## CMU 15-418/618: Parallel Computer Architecture and Programming Practice Exercise 4

## **Problem 1: Scheduling Requests**

A. (5 pts) You and your business partner buy a **single-core computer** to host your startup's web site. Your site receives exactly one type of request: it involves a disk read with latency 900 ms (during which the processor is idle, and waits) followed by 100 ms of processing. Thus, its response latency is 1 sec.

As your business grows you start receiving requests at steady rate of one request every 100 ms. Your partner claims, "Let's buy nine more machines so we can keep up!" You claim, "Wait a minute, we can save money and handle this load without all those machines!" Who is right? How many machines do you actually need to service 10 requests per second, and how would you architect your web server to achieve this throughput? Assume that disk I/O bandwidth is infinite, multiple I/O operations can be outstanding at once, and that all requests are unique and so optimizations like caching are not possible.

B. (2 pts) Immediately after announcing THE DEAL, Prof. Kayvon realizes he has a throughput problem. Students are arriving to take the deal at a **rate of one per minute**, but Kayvon can only administer deals at a **rate of one per ten minutes**. The line is growing!!! Assume Kayvon can be cloned at a cost of \$1M per clone. Assuming multiple Prof. Kayvons can process different students perfectly in parallel, how much does it cost to keep the line from growing as more students arrive? (Clarification: Assume that your system consists of the original Prof. Kayvon plus any required clones.) C. (3 pts) At 8:30am, you go to grab a coffee at the Gates 3rd floor cafe. There is no line, so you immediately walk up and order. Later that day, you go to get your daily double-creme, super-duper, organic soy latte between classes at 2:50pm to take to 418/618, and the line is 15 students long. You tell the manager, "you really need to hire more workers,". She responds, "I can't, because it would be cost too much to double my staff for the 8-5pm workday". Using the words "throughput" and "elasticity" in your answer, make a suggestion on how the manager might run her business.

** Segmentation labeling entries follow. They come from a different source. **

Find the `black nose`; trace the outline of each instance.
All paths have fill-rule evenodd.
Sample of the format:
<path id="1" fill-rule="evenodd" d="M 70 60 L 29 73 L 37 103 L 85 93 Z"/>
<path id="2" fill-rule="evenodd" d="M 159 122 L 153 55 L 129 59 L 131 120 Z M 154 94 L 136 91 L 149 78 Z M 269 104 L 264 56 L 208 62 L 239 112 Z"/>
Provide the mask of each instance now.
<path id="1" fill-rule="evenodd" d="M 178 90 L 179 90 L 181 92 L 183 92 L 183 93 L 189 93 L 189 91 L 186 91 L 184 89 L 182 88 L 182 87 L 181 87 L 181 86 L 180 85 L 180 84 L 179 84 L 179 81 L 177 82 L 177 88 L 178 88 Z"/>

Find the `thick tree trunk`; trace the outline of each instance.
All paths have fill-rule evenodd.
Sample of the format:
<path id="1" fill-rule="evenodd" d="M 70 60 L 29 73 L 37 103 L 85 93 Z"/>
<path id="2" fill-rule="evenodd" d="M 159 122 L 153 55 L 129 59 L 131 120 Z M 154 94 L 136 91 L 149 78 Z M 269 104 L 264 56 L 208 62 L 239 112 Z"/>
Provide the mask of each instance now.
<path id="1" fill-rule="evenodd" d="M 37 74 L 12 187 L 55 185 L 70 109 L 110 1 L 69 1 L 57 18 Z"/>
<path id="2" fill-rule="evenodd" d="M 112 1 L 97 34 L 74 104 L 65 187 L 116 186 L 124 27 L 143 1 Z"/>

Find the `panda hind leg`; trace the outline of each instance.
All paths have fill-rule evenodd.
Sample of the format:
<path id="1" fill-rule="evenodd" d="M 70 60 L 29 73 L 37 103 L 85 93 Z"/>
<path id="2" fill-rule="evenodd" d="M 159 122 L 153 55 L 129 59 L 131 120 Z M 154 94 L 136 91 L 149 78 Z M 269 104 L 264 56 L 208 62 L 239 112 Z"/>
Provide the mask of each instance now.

## Problem 2: Load Linked / Store Conditional

A common set of instructions that enable atomic execution is load linked-store conditional (LL-SC). The idea is that when a processor loads from an address using a load\_linked operation, the corresponding store\_conditional to that address will succeed only if no other writes to that address from another processor have intervened. Note that unlike test\_and\_set or compare\_and\_swap, which are single atomic operations, load linked and store conditional are different operations and the processor may execute other instructions in between these two operations. Pseudocode for these instructions is given below.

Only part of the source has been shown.